GSA Annual Meeting in Seattle, Washington, USA - 2017

Paper No. 71-16
Presentation Time: 9:00 AM-5:30 PM

SPATIOTEMPORAL ANALYSIS OF LODE MINING ACTIVITY AROUND THE MCDERMITT CALDERA, NORTHERN NEVADA, USA


COYAN, Joshua A., Department of the Interior, US Geological Survey, Spokane, WA 99201, ZIENTEK, Michael L., U.S. Geological Survey, 904 W Riverside Ave, Room 202, Spokane, WA 99201 and MIHALASKY, Mark J., Western Mineral and Environmental Resources Science Center, U.S. Geological Survey, 904 West Riverside Avenue, Spokane, WA 99201, jcoyan@usgs.gov

In the U.S., resource managers and agencies involved with planning for future federal-land needs are required to complete an assessment of, and forecast for, future land use every ten years. Predicting mining activities on federal lands is difficult as current regulations do not require disclosure of exploration results. In these cases, historic mining claims may serve as a proxy for determining where future mining-related activities may occur. The utility of Space Time Cube and related analyses is investigated to evaluate and characterize mining claim activities from 1976 to 2010 and 2016 around the McDermitt Caldera. Additional analyses of the Space Time Cube (i.e., Trend, Emerging Hot Spot (EHSA), Hot Spot (HSA), and Cluster and Outlier Analyses (COA)) provide extra insights into the data and may aid in predicting future mining-claim activities. To test how well the EHSA, HSA, COA, and Trend tools detect change patterns in the data, the analyses were conducted at various levels of granularity (full dataset, halved dataset, and trisected dataset).

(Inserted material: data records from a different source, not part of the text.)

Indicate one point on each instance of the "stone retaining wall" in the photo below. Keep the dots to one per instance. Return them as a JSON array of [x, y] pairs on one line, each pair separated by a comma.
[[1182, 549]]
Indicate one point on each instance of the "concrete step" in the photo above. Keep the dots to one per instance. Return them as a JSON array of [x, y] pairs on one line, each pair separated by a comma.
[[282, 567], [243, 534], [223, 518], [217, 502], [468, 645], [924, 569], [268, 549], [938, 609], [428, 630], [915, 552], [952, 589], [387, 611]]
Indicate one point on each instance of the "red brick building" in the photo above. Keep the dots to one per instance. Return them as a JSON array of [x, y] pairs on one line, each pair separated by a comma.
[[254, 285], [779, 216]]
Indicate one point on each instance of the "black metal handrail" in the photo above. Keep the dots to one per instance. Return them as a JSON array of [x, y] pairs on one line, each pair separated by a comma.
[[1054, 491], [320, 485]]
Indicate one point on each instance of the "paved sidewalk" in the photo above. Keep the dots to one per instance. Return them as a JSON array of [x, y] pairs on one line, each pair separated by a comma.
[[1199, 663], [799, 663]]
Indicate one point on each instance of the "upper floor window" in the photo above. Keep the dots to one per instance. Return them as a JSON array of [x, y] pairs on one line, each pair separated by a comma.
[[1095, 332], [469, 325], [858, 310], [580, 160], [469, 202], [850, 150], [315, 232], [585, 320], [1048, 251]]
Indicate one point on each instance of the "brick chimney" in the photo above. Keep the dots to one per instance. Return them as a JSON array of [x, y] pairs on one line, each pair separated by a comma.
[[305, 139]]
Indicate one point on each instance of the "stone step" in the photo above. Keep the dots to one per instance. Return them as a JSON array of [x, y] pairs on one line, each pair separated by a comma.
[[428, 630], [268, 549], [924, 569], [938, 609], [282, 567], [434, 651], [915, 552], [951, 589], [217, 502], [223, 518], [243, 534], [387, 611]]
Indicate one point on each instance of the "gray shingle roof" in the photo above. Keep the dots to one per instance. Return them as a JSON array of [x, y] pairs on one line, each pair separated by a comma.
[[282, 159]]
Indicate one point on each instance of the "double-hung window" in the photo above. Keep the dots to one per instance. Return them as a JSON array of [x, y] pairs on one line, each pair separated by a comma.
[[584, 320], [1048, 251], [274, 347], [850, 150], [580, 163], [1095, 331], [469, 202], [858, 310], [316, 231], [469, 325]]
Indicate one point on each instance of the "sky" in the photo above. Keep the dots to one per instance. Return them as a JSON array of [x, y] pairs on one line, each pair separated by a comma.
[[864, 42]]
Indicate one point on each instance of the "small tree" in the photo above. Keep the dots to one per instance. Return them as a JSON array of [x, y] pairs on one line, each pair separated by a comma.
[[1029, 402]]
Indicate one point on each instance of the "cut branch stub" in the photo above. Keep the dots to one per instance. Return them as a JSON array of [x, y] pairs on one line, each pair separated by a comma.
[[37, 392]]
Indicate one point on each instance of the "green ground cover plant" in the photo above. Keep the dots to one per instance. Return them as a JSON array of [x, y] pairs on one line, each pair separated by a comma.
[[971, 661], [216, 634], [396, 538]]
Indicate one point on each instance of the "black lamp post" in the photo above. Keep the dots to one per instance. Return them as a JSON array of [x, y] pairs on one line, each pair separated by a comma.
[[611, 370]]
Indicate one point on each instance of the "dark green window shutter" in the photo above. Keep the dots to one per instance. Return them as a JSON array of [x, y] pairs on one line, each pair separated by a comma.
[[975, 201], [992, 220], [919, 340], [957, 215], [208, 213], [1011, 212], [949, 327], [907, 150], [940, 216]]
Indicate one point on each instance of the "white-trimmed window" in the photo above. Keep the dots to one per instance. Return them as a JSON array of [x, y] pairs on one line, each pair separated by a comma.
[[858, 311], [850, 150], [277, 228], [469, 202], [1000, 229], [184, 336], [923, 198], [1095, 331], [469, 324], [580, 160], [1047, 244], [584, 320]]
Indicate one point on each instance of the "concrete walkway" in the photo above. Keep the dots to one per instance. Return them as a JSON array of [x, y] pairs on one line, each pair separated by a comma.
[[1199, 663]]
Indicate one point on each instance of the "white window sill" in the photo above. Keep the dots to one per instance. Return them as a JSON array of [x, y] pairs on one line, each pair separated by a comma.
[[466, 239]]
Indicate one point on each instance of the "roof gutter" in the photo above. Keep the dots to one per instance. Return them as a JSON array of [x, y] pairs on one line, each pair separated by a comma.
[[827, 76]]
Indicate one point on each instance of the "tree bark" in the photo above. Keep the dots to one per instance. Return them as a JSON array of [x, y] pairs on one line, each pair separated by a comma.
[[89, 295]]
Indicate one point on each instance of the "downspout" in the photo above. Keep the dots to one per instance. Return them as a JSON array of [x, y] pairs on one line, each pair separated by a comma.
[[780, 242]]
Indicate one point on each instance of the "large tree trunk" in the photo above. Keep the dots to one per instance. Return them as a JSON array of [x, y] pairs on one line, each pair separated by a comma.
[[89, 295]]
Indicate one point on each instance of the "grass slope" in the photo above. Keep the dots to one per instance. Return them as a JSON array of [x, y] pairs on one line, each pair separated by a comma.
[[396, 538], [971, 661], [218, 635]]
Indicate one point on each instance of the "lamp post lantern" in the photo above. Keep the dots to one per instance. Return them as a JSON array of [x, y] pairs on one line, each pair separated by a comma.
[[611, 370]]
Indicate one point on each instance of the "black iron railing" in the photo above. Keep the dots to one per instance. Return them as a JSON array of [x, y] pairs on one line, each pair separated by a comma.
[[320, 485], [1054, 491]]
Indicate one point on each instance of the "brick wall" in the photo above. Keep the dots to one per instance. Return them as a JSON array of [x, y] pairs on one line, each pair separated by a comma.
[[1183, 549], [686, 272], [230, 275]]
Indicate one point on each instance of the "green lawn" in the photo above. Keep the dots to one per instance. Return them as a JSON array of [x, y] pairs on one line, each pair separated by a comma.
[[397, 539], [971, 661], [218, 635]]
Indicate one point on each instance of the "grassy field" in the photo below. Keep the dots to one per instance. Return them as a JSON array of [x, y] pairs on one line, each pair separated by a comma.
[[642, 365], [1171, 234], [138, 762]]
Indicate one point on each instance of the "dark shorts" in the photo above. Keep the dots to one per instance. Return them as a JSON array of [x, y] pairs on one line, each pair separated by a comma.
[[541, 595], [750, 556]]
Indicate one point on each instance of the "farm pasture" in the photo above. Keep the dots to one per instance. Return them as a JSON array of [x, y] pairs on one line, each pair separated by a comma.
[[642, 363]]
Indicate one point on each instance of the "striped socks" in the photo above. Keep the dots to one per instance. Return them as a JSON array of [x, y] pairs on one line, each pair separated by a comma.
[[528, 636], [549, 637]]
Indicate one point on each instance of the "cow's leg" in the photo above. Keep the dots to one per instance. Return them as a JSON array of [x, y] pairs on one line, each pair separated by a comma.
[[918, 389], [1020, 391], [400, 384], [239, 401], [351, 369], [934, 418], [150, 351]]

The most significant advantage of using a Space Time Cube is the ability to visualize and understand the data in terms of spatiotemporal patterns. In general, Trend, EHSA, and HSA adequately detected the major trends in the data. The results of the trend analyses revealed that the full dataset captured big-picture trends and the halved datasets revealed more detail. Trisecting the data and using the trend analyses proved useful for approximating and thereby predicting future mining activities. Unlike the trend analysis, the EHSA was most useful when the data were trisected. HSA was useful in capturing historic trends, but a poor predictor of future mining claim activity. COA provided little information about past or future trends in the mining claim data.